Schizophrenia drug development may be 'de-risked' with new research tool
Researchers at Columbia University Medical Center (CUMC) and the New York State Psychiatric Institute (NYSPI) have identified biomarkers that can aid in the development of better treatments for schizophrenia.
The findings were published online today in JAMA Psychiatry.
In the past two decades, the pharmaceutical industry has spent over $2.5 billion to develop new schizophrenia drugs. But while many appear to be effective in animal models, most fail when tested in late-stage human clinical trials.
"While a great deal of money has been invested in developing schizophrenia drugs, a similar investment hasn't been made to develop biomarkers that could improve the reliability and consistency of test results," said Daniel Javitt, MD, PhD, professor of psychiatry and Director of the Division of Experimental Therapeutics at CUMC, Director of schizophrenia research at the Nathan Kline Institute for Psychiatric Research, and Co-Principal Investigator of the study.
The National Institute of Mental Health's FAST Initiative, which was established to validate the use of biomarkers to facilitate drug development, aligns with the 21st Century Cures Act passed last year by Congress. The legislation authorized the U.S. Food and Drug Administration to approve treatments based on biomarker data alone, and created a formal Biomarker Qualification Program.
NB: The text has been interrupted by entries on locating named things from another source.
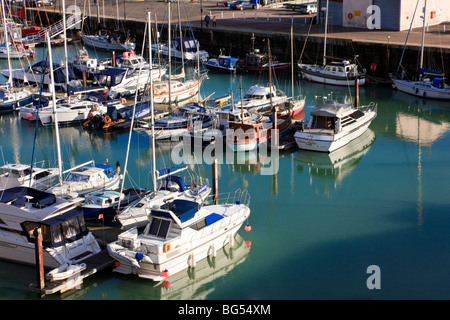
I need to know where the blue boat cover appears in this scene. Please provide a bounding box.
[0,187,56,208]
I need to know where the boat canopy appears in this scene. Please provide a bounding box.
[172,37,198,52]
[29,60,78,83]
[0,187,56,208]
[152,199,199,223]
[95,164,114,178]
[311,102,352,118]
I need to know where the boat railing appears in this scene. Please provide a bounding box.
[204,189,250,207]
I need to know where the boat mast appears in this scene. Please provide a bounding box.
[167,1,172,113]
[323,0,328,65]
[419,0,427,79]
[62,0,69,97]
[147,11,157,192]
[2,0,13,92]
[45,32,63,185]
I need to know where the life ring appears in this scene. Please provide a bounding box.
[163,243,171,252]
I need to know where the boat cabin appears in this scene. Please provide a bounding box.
[324,60,358,78]
[21,209,89,248]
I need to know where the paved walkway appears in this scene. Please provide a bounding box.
[47,0,450,49]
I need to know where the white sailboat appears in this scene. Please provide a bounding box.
[294,96,377,152]
[390,0,450,100]
[116,12,211,229]
[0,34,101,268]
[0,0,33,111]
[298,0,366,87]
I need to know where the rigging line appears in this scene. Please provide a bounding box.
[396,0,419,74]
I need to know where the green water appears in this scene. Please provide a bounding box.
[0,43,450,300]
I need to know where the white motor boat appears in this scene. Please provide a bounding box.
[48,163,121,196]
[0,163,59,190]
[294,102,377,152]
[390,68,450,100]
[107,189,250,281]
[298,60,366,87]
[235,85,288,112]
[152,37,209,63]
[0,187,101,268]
[116,166,211,230]
[81,34,136,51]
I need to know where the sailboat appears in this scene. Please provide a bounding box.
[153,1,207,112]
[390,0,450,100]
[81,1,136,51]
[116,11,211,229]
[298,0,366,87]
[0,1,33,112]
[0,32,101,268]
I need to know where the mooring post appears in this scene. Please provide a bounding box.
[34,228,45,296]
[212,158,219,204]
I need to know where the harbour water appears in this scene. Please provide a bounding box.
[0,45,450,300]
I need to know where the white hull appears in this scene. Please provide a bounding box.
[81,35,135,51]
[153,78,203,105]
[392,79,450,100]
[294,111,376,152]
[108,206,250,281]
[300,69,366,87]
[116,187,211,230]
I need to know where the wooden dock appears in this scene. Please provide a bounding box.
[29,223,123,297]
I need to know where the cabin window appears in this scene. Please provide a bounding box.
[61,217,81,242]
[148,218,170,238]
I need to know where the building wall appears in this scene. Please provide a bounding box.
[318,0,450,30]
[400,0,450,30]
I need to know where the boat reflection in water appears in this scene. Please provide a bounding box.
[114,233,251,300]
[295,129,375,194]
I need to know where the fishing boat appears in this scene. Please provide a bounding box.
[298,0,366,87]
[152,37,209,63]
[153,76,206,109]
[107,189,250,281]
[80,188,148,220]
[0,86,33,112]
[235,84,288,112]
[142,102,213,140]
[81,34,136,51]
[204,55,239,73]
[45,262,87,281]
[48,161,121,196]
[0,187,101,268]
[0,163,59,190]
[92,67,152,99]
[116,166,211,230]
[238,35,291,73]
[0,60,83,92]
[298,58,366,87]
[295,101,377,152]
[389,0,450,100]
[225,117,292,152]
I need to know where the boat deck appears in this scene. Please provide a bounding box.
[29,224,124,296]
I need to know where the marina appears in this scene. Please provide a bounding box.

In this context, FAST-Psychosis researchers identified biomarkers using MRI applications to support the development of drugs that target the glutamate system. Previous studies have shown that drugs such as phencyclidine (PCP or "angel dust") and ketamine, which block glutamate receptors, cause schizophrenia-like symptoms in healthy volunteers.
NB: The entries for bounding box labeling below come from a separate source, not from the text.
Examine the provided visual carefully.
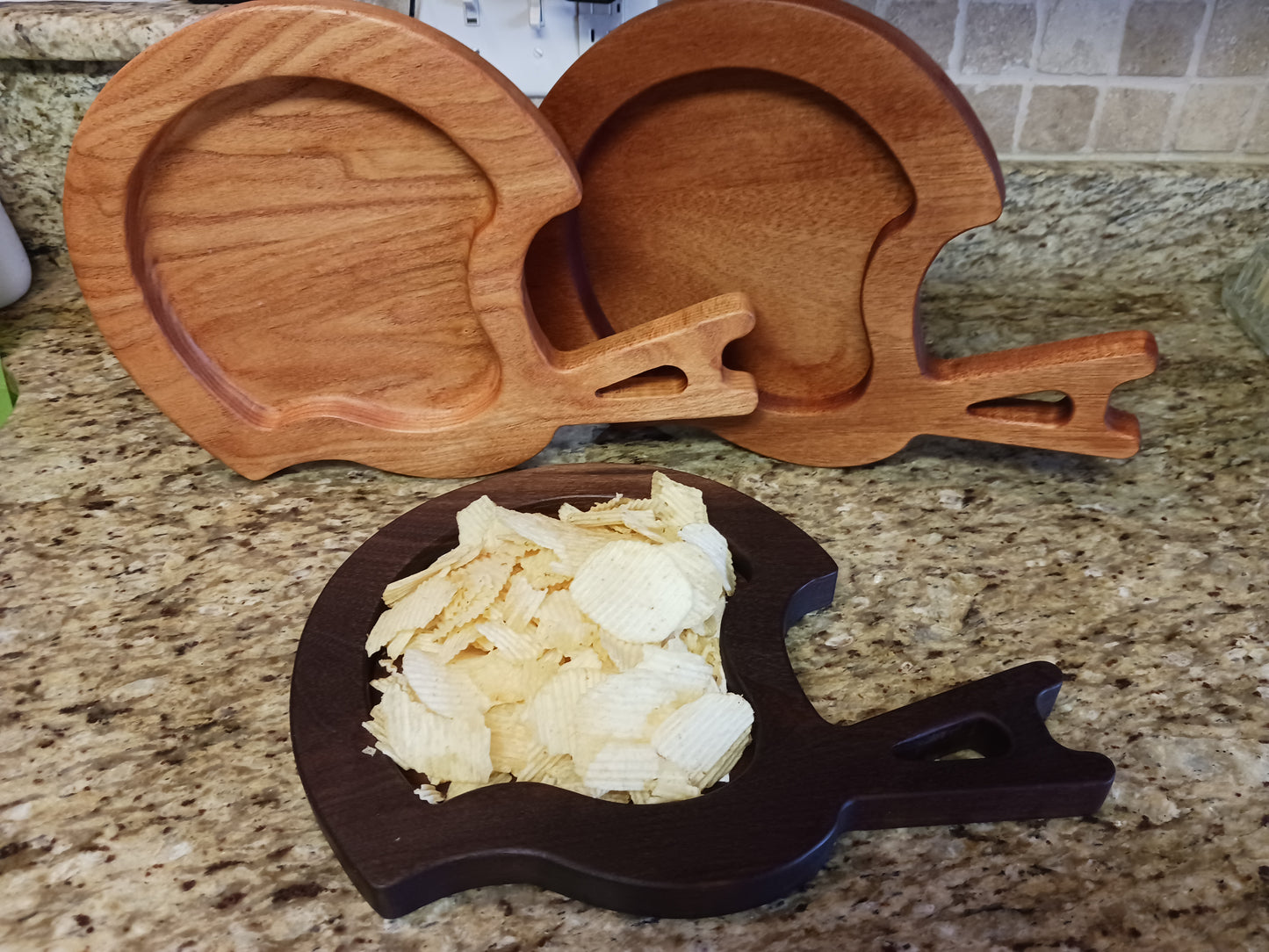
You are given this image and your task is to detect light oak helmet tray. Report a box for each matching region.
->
[65,0,756,479]
[527,0,1156,465]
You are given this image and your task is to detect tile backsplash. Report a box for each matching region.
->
[856,0,1269,162]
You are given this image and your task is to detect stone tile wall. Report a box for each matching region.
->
[856,0,1269,162]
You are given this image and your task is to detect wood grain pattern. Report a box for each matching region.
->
[291,465,1114,917]
[527,0,1156,465]
[65,0,756,479]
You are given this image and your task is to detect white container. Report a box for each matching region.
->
[0,198,31,307]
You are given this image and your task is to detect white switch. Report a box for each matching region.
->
[415,0,658,97]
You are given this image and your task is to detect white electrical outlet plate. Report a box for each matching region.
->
[415,0,658,99]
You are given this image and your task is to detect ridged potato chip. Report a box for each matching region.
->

The researchers evaluated three potential biomarkers for detecting the effects of ketamine on human brain function. The largest effects were observed with a biomarker measuring increases in blood flow in the frontal regions of the brain. This response was detected consistently among individuals who were briefly exposed to ketamine, and reliably distinguished them from those who had been given a placebo. Another measure of the concentration of glutamate/glutamine was also sensitive to ketamine brain effects.
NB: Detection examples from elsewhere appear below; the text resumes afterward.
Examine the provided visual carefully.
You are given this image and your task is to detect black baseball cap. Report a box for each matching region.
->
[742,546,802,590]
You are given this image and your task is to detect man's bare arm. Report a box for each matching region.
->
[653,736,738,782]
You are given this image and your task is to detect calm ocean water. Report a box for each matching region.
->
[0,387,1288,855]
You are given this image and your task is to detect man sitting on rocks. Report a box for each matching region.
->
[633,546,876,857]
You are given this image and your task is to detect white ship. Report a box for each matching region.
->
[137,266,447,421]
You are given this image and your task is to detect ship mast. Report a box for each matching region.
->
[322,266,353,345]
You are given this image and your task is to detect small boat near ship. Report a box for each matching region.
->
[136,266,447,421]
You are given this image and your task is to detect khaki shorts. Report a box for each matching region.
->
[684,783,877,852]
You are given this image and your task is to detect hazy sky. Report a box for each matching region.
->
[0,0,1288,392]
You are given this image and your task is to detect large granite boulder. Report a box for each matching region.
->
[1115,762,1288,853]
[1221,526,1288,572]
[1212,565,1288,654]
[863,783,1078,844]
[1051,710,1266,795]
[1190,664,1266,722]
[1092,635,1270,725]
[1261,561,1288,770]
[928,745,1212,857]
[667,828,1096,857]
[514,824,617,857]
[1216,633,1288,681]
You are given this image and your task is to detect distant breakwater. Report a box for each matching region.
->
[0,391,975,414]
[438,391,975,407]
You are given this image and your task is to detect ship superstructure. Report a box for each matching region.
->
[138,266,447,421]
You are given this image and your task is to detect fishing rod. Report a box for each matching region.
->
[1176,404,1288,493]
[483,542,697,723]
Overall, the biomarkers were successful in identifying over 90 percent of individuals who had received ketamine, and differentiating them from all of those in the placebo group.
"These results enable us to determine whether potential treatments will be effective against patients' symptoms by testing them first in healthy volunteers and defining the best doses based on objective physiological data before conducting costly clinical trials," said Jeffrey Lieberman, MD, the Lawrence C. Kolb Professor and Chairman of the Department of Psychiatry at CUMC, and Principal Investigator of this study.
If the biomarkers are approved by the FDA, the developments of this study will be the first objective biomarkers registered to permit approval of new glutamate-modulating treatments for schizophrenia.